Our first stop was the clubhouse to record a birthday greeting then it was off to see the Old Course. St. Andrews Links has several course, but the most prestigious is “the Old Course.” To get a tee time on the Old Course, though, is an interesting proposition. The basic way is a lottery, held two days before your desired tee-time. You can also book for the following year when the course opens reservations in September. The other 6 courses can be booked regularly but it’s not cheap in any case.
Now, though, here we were, walking The Links, and someone was asking if we wanted to hit a few balls. Naturally, we said yes. To be fair, it was a charity tournament on the Himalaya putt putt course, but still… for 2 pounds to play St. Andrews can’t be beat! Since we were only a two ball pair, we were teamed up with a father and son team who lived in Aberdeen.
Our day couldn’t have worked out better. Cameron and his father were a great pairing and we had a blast. There were no windmills or drawbridges to get past, but there were some outrageous hills and twice we had to cross the tarmac pathway. Both Jennifer and I proved our lack of ability by really nailing the distance on some of our putts. At one point, Cameron pointed out he’d never “heard anyone yell ‘fore’ on a putt putt course before.” Jennifer also spawned a new twitter hashtag (#toomuchphysics).

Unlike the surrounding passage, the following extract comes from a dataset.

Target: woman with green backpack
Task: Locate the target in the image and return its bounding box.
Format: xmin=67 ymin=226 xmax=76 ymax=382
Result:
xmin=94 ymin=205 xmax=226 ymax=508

In the end, we had to cut out after the 13th hole so we could catch the last bus back to town, leaving our St. Andrews round as “The Unfinished Game.” That said, I still have my scorecard and yes, you bet when I’m talking to golfing friends, I will casually throw in a comment about “that time I played St. Andrews.” I also inadvertently ended up with my ball from the round, which has since found a good home.